Ceiling: Elite Eight


#12 UNC-Wilmington (29-5)

UNC-Wilmington nearly shocked Duke last year in the first round and is back this year with more experience, and a lesser round one opponent.

The CAA champions try to fluster teams with a VCU-esque half-court trap that can be daunting for opposing ball-handlers. They play small, flying up and down the court at a breakneck pace.

The Seahawks are able to play such a small rotation because their starting guards, C.J. Bryce and Chris Flemmings are great rebounders. Standing at an undersized 6'7", center Devontae Cacok is about to shatter the NCAA record for field goal percentage in a season. 

UNC-Wilmington will take on No. 5 seed Virginia (22-10), a team with some huge wins and puzzling losses. Virginia plays great defense, but they may actually lack the athleticism to keep up with the Seahawks’ pace.

If UNCW advances past Virginia, they will likely play No. 4 Florida, who is begging to be upset. Florida lost their best big man to injury for the season and has not played with the same tenacity since.

The Seahawks are a prime candidate to reach the Sweet Sixteen and open some eyes along the way.

Ceiling: Sweet Sixteen


#11 Xavier (21-13)

Xavier was ranked No. 7 overall in the preseason AP Poll, so how did they fall so far?

This team has gone through a ton of adversity this year. Their star point guard suffered a season ending injury, while another star, Myles Davis, left the program midseason. Despite the uphill battle, Xavier has found their stride late in the season, coming off a big win against Butler. Currently leading the team is Trevon Bluiett, a guard who often plays as a stretch four and averages 18 points per game.

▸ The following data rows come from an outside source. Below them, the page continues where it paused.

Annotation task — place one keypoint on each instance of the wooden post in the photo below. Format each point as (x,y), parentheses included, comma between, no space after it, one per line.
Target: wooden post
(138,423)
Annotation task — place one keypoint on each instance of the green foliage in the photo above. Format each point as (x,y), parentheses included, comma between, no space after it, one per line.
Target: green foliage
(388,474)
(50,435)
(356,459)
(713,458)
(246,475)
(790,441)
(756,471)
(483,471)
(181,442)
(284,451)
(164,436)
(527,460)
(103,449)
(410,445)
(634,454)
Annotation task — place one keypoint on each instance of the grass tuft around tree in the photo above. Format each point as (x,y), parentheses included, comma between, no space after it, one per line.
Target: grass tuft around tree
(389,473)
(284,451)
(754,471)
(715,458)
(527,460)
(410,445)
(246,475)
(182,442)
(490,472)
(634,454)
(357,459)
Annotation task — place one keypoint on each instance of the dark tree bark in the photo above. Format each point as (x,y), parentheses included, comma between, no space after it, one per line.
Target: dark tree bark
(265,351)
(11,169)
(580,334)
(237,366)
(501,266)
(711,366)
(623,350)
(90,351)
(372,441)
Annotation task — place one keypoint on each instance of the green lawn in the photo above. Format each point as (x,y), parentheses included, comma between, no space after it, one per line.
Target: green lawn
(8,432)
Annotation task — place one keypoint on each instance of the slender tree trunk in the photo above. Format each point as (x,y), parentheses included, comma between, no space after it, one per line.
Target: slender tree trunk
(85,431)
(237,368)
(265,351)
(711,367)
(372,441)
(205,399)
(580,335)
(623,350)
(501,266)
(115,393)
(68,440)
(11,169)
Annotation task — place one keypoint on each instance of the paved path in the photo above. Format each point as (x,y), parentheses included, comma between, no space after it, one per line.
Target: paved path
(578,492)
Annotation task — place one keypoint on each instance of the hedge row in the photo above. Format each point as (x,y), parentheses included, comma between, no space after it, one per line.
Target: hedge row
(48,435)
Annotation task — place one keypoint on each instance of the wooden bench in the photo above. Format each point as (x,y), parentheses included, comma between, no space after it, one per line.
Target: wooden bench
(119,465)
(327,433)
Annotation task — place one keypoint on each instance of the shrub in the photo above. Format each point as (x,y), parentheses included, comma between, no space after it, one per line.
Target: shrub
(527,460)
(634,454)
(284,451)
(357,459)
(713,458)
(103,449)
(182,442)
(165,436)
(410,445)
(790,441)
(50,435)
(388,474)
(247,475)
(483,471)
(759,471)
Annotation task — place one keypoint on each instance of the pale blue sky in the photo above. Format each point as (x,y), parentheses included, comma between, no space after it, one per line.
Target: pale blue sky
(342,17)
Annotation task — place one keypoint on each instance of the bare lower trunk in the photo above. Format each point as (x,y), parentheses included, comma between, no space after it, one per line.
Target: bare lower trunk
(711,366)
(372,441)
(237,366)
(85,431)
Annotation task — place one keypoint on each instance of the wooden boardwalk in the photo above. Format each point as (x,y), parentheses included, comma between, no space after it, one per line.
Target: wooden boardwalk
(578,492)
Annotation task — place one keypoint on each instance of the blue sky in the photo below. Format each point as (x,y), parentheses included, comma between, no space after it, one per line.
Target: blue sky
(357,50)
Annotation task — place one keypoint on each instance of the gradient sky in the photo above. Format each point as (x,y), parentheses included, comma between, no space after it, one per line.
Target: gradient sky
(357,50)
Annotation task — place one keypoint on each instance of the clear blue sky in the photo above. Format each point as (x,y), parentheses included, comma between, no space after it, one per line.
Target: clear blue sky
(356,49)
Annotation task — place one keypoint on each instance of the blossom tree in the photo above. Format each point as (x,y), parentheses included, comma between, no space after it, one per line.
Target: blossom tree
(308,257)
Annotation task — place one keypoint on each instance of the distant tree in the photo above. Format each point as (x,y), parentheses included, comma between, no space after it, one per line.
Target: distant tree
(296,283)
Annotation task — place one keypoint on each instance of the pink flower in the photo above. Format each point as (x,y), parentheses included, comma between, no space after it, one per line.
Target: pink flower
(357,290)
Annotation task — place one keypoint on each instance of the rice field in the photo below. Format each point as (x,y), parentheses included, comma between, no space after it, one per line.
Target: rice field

Though Xavier plays small, rebounding is actually one of their biggest strengths as they prioritize offensive rebounds every possession, yet still have the quickness to get back on defense. The Musketeers happen to be facing a Maryland team in the first round that is terrible on the boards. In fact, I would consider Xavier to be the favorite in the matchup.

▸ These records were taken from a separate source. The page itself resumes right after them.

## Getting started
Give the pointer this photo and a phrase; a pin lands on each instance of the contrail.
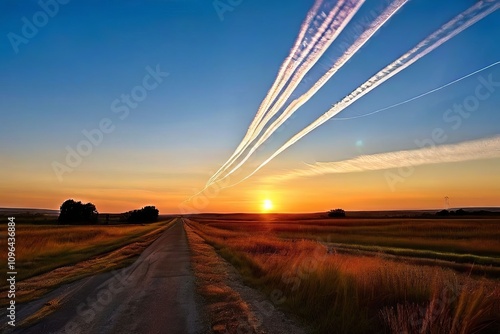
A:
(285, 72)
(485, 148)
(296, 104)
(418, 96)
(326, 34)
(461, 22)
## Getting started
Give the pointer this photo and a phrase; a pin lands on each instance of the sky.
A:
(200, 70)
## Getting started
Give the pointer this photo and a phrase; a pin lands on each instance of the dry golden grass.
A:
(112, 247)
(357, 294)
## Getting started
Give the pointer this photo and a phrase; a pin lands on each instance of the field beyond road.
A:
(368, 275)
(50, 255)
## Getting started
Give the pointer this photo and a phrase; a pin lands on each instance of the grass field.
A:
(361, 276)
(50, 255)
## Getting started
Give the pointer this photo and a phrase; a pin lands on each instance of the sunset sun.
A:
(267, 205)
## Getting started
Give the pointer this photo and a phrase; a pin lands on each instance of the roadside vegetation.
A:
(50, 255)
(353, 293)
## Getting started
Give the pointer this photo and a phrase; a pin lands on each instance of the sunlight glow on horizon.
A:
(267, 205)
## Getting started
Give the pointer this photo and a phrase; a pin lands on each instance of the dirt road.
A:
(157, 294)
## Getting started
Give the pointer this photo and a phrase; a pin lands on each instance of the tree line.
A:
(78, 213)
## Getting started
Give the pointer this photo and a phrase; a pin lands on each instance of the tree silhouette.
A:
(72, 212)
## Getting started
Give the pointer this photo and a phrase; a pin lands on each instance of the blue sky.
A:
(66, 77)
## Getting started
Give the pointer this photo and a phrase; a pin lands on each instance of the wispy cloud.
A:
(486, 148)
(454, 27)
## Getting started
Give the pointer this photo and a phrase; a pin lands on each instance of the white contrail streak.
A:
(418, 96)
(285, 72)
(445, 33)
(330, 29)
(486, 148)
(296, 104)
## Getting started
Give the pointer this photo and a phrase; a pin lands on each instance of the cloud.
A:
(487, 148)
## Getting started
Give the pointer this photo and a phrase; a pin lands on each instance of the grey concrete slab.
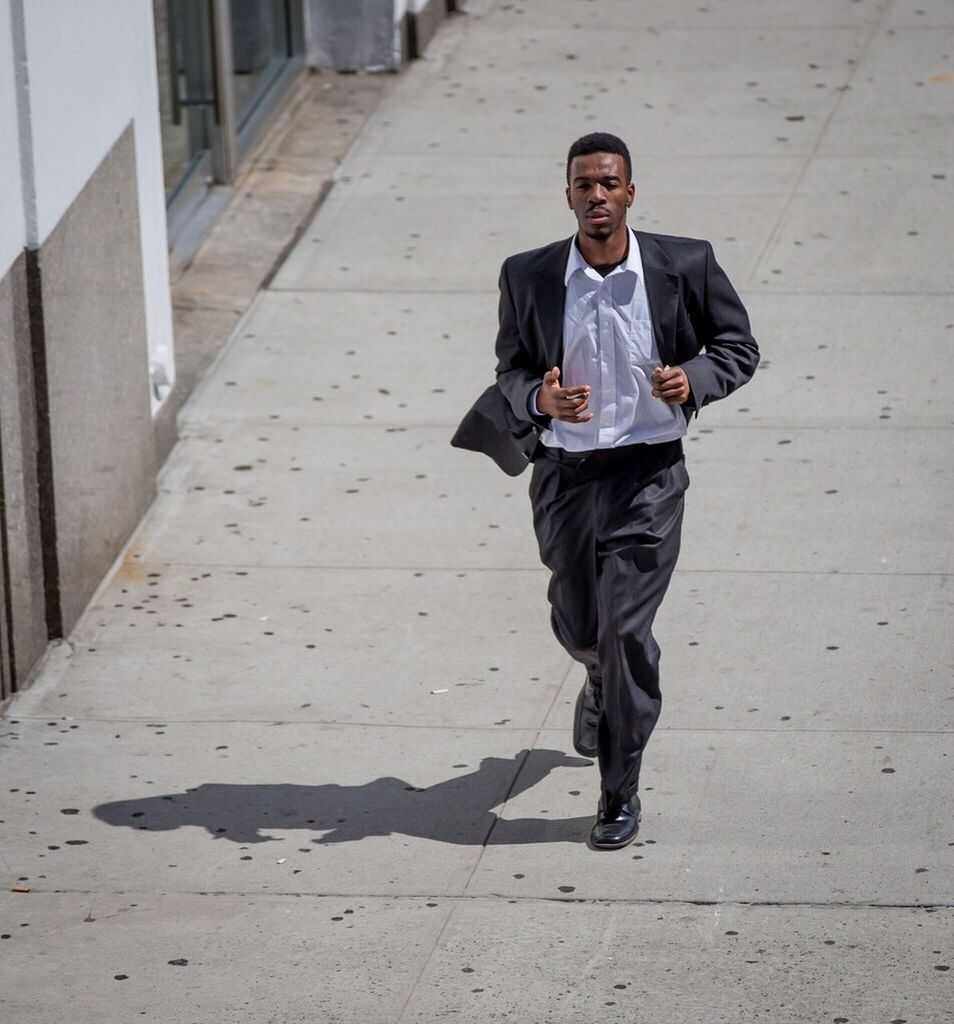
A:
(919, 14)
(683, 14)
(417, 256)
(744, 816)
(828, 241)
(563, 963)
(257, 808)
(503, 174)
(901, 102)
(333, 357)
(856, 359)
(427, 649)
(294, 496)
(811, 500)
(791, 652)
(686, 93)
(182, 958)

After beating Maryland, Xavier would likely face Florida State – one of the coldest highly seeded teams entering the tournament. This all bodes well for a solid shot at a return to the Sweet Sixteen.

Ceiling: Sweet Sixteen


#12 Middle Tennessee (30-4)

If the name sounds familiar, there’s a reason for it.

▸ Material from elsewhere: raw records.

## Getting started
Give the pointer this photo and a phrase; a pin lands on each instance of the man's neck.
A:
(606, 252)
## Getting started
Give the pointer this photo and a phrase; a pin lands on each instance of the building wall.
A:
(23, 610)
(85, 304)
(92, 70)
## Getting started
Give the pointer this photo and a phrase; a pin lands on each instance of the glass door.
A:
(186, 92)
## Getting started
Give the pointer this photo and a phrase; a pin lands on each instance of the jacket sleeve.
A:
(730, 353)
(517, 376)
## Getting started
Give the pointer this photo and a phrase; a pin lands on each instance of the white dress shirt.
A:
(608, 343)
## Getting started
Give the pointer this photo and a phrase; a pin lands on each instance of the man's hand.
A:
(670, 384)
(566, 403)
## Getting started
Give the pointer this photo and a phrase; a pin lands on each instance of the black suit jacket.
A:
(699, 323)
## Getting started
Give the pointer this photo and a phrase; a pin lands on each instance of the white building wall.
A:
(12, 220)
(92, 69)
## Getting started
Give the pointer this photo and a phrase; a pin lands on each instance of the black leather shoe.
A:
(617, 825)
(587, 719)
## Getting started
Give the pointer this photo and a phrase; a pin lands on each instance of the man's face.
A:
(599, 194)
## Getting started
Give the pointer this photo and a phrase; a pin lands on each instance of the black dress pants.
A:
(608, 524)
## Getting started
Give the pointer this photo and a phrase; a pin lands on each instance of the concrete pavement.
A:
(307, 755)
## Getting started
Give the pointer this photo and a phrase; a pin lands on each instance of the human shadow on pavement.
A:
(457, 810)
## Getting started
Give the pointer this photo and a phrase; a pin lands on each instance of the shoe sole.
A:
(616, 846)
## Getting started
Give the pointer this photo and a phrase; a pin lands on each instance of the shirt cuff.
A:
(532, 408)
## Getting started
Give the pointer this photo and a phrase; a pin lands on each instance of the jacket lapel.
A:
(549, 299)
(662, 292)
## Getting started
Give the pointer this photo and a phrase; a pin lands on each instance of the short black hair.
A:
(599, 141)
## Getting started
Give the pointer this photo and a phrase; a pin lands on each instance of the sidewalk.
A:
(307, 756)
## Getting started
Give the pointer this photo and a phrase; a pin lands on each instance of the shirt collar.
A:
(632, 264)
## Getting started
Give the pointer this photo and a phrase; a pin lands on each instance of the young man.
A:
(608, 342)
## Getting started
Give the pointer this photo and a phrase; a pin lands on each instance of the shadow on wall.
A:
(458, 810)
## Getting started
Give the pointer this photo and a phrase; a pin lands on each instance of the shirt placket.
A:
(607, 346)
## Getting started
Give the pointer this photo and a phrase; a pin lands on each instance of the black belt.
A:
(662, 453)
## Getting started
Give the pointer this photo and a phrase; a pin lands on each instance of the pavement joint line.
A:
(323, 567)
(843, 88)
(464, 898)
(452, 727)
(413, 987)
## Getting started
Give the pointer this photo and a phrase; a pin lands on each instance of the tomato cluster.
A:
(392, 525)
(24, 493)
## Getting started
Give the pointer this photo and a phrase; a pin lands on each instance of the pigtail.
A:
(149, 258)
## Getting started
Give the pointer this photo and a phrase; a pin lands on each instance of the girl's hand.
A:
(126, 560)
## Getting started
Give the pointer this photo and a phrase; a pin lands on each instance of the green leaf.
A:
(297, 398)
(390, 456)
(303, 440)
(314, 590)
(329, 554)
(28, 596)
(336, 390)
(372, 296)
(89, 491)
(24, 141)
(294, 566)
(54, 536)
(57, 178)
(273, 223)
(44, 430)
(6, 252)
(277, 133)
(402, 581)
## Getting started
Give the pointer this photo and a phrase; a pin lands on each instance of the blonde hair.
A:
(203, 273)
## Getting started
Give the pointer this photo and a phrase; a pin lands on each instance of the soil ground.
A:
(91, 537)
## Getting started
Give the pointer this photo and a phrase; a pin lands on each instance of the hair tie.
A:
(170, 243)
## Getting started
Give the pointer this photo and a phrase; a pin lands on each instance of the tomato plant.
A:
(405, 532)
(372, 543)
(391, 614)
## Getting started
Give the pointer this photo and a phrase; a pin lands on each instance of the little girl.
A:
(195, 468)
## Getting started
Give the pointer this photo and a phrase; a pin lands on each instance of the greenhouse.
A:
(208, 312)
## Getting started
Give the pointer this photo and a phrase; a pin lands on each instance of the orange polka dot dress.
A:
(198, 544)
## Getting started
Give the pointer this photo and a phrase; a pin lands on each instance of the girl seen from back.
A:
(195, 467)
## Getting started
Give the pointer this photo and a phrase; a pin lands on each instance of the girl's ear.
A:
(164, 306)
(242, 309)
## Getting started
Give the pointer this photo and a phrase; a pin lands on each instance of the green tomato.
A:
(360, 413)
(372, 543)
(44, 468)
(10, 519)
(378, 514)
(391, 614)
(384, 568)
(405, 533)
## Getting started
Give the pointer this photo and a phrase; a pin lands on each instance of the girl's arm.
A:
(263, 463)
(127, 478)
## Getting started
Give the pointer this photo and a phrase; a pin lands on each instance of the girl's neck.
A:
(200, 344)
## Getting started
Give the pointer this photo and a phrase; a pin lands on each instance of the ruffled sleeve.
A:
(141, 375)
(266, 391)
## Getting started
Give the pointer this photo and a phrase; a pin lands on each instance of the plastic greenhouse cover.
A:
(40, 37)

Middle Tennessee snuck into the tournament last year as a No. 15 seed and shocked the world by upsetting No. 2 Michigan State – a popular pick to win it all at the time.

This year’s squad returns more experienced and well-rounded, with three players averaging 14 points per game or more. The Blue Raiders throw a ton of strange defensive sets at teams, specializing in a 1-3-1 trap that greatly limits their opponents three-point efficiency.

Though they pride themselves in flustering teams on defense, the Blue Raiders are one of the better teams in the nation at not turning the ball over; they are 25th in turnover percentage (15.9 percent).

MTSU will square off against No. 5 seed Minnesota who overachieved greatly this year. Minnesota is a solid young team, but they are prone to mental lapses. The Blue Raiders will pull out all the stops and get creative on defense, while their experience shines through.

Ceiling: Sweet Sixteen


#7 Michigan (24-11)

It seems consistent: every year a major conference school with a low seed gets hot and dominates in the tournament.

Last year it was a No. 10 seed Syracuse; before that it was a No. 7 Michigan State. This year, Michigan is primed for a tournament run.

The Wolverines have been on fire lately as their defense continued to steadily improve all season. They have won seven of their last eight games, including running the table in the Big Ten tournament.

Michigan is one of the best three-point shooting teams in the nation, 24th in threes made per game with 9.5. But their defense has keyed the turnaround, clamping down the perimeter.

In the first round they face a tough Oklahoma State team, but the Cowboys have been on a cold streak lately and won’t have enough time to get out of the funk to face Michigan.

March Madness is all about who is hot at what time and Michigan may be the hottest team in the country right now.